Games, to a mathematician, are simplified versions of situations that arise in the course of interactions among people, or any kinds of agents. A game represents an idealized situation that can be analyzed mathematically to shed light on how or why certain outcomes are reached. For example, the Ultimatum Game is a two-player situation in which one player is given an amount of money to share with another in any proportion desired. The receiving player then can choose either to accept or to decline the giver's offer. If the offer is accepted, both players get their share of the money, as determined by the giver. If the receiver declines, no one gets any money. This represents a vastly simplified model of a business negotiation. As we will see later in this unit, this simple game has far-reaching and sometimes surprising implications for how humans judge the importance of justice and equality.
Most games have many simplifying assumptions, as is evident throughout this discussion, but the one that provides the foundation for all others is the assumption that players act rationally. The classic assumption is that a rational player will always act in a way that seems to maximize personal benefit.
This assumption of rationality is what allows the mathematical analysis of games to work.

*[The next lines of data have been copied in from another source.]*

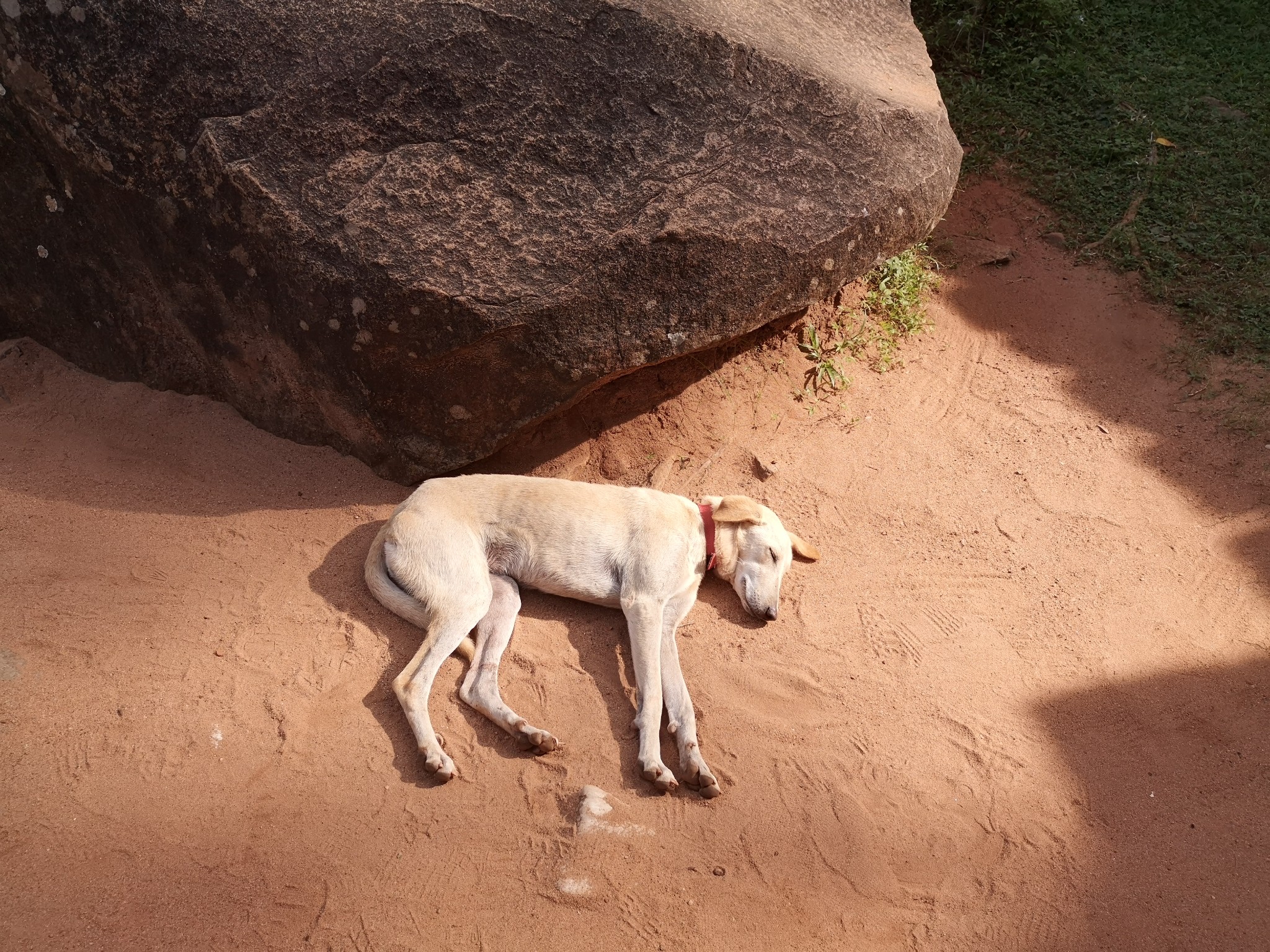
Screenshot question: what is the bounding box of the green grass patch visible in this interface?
[799,245,938,399]
[913,0,1270,362]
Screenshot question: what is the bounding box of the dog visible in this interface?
[366,475,820,797]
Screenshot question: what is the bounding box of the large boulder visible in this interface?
[0,0,961,481]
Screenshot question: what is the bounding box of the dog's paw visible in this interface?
[683,764,722,800]
[422,750,458,783]
[517,726,564,756]
[644,764,680,793]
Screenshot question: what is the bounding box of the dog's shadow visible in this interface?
[309,521,742,796]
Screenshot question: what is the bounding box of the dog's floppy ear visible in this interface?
[789,532,820,562]
[715,496,763,523]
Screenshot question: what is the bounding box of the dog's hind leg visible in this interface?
[623,597,680,793]
[458,575,560,754]
[662,589,722,800]
[393,586,491,781]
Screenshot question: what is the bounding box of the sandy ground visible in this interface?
[0,184,1270,952]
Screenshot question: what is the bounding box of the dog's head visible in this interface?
[703,496,820,620]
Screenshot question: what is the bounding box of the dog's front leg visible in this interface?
[662,599,722,800]
[623,597,680,792]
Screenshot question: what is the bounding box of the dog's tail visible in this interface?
[366,523,476,664]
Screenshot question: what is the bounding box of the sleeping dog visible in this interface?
[366,476,820,797]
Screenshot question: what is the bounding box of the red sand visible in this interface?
[0,183,1270,952]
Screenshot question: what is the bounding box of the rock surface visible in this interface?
[0,0,961,481]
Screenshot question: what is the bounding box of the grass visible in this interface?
[799,245,937,400]
[912,0,1270,362]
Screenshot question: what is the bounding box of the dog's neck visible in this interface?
[715,522,740,581]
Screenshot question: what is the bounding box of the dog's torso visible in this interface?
[389,475,705,608]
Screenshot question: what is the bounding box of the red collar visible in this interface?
[697,503,715,571]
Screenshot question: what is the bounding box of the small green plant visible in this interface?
[797,245,938,402]
[797,324,851,394]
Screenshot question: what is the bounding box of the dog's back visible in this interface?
[386,475,696,606]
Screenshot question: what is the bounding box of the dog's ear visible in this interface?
[715,496,763,523]
[790,532,820,562]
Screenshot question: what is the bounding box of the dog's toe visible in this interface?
[644,767,680,793]
[517,728,564,754]
[423,754,457,783]
[683,768,722,800]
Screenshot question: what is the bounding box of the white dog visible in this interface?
[366,476,820,797]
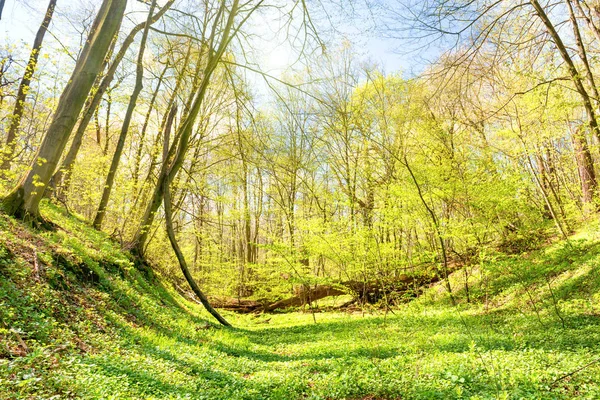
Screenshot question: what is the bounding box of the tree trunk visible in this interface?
[0,0,56,171]
[573,128,598,203]
[131,0,239,255]
[93,0,156,229]
[2,0,127,219]
[133,62,169,192]
[53,0,175,194]
[162,133,231,326]
[530,0,600,147]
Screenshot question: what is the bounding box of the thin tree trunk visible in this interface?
[133,62,169,192]
[530,0,600,146]
[0,0,56,171]
[572,128,598,203]
[163,161,231,326]
[53,0,175,194]
[2,0,127,219]
[93,0,156,230]
[131,0,239,255]
[403,156,456,305]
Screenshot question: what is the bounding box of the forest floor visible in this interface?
[0,205,600,400]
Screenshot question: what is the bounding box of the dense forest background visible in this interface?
[0,0,600,302]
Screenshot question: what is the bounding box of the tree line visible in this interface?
[0,0,600,313]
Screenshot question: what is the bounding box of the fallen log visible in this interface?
[265,285,346,312]
[211,297,265,314]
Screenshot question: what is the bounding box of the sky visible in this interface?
[0,0,420,74]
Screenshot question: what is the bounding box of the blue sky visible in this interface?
[0,0,420,75]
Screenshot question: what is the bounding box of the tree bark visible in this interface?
[573,128,598,203]
[53,0,175,194]
[0,0,56,171]
[131,0,239,255]
[93,0,156,230]
[162,133,231,326]
[530,0,600,148]
[2,0,127,219]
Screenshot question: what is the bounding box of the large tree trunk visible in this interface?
[131,0,239,255]
[0,0,56,171]
[53,0,175,194]
[93,0,156,229]
[2,0,127,218]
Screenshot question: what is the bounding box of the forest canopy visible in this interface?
[0,0,600,310]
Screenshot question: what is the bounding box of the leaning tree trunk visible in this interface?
[93,0,156,229]
[0,0,56,171]
[162,113,231,326]
[53,0,175,194]
[572,128,598,204]
[131,0,239,256]
[2,0,127,219]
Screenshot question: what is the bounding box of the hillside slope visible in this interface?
[0,205,600,399]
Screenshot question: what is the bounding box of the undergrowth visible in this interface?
[0,205,600,399]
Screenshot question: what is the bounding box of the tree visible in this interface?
[52,0,175,194]
[2,0,127,219]
[0,0,56,171]
[93,0,156,229]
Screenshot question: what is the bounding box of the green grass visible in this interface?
[0,205,600,399]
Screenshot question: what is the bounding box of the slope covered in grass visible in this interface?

If the people playing a game do not behave rationally, then the results of any game-theory-supported analysis may be less relevant. Nonetheless, the conclusions that are obtained, even under these idealized assumptions, can be useful. Interestingly, an important use of game theory has been to probe the limits of rationality. As we shall see in our study of the Ultimatum Game, there are multiple concepts of what is rational, in addition to the one based on maximizing profit.
One of the most interesting conclusions reached in game theory is that rational actions by both players can result in situations in which both players are worse off. The primary example of this is the Prisoner's Dilemma, which we will see in more detail later on in this unit.
In this unit we will examine the mathematical analysis of games, beginning with a bit of the history and some of the motivations behind the field's development. From there we will examine a few simple games in order to illustrate the basic terminology and concepts. We will then move on to more substantial games, such as the Prisoner's Dilemma and the Hawks and Doves game. We will examine the various types of solutions and equilibria that exist for these games, and we will see how these elements change, depending on whether a game is played once or more than once. In iterated and multi-player games, we will see how the payoff a player can expect from using a particular strategy depends on the strategies that others employ and how frequently they do so. Along the way, we will see how game theory can help us understand the processes of evolution, including the evolution of language. Finally, we will see how analyzing abstract games applies to real-life situations, such as business transactions, language development, and avoiding nuclear war.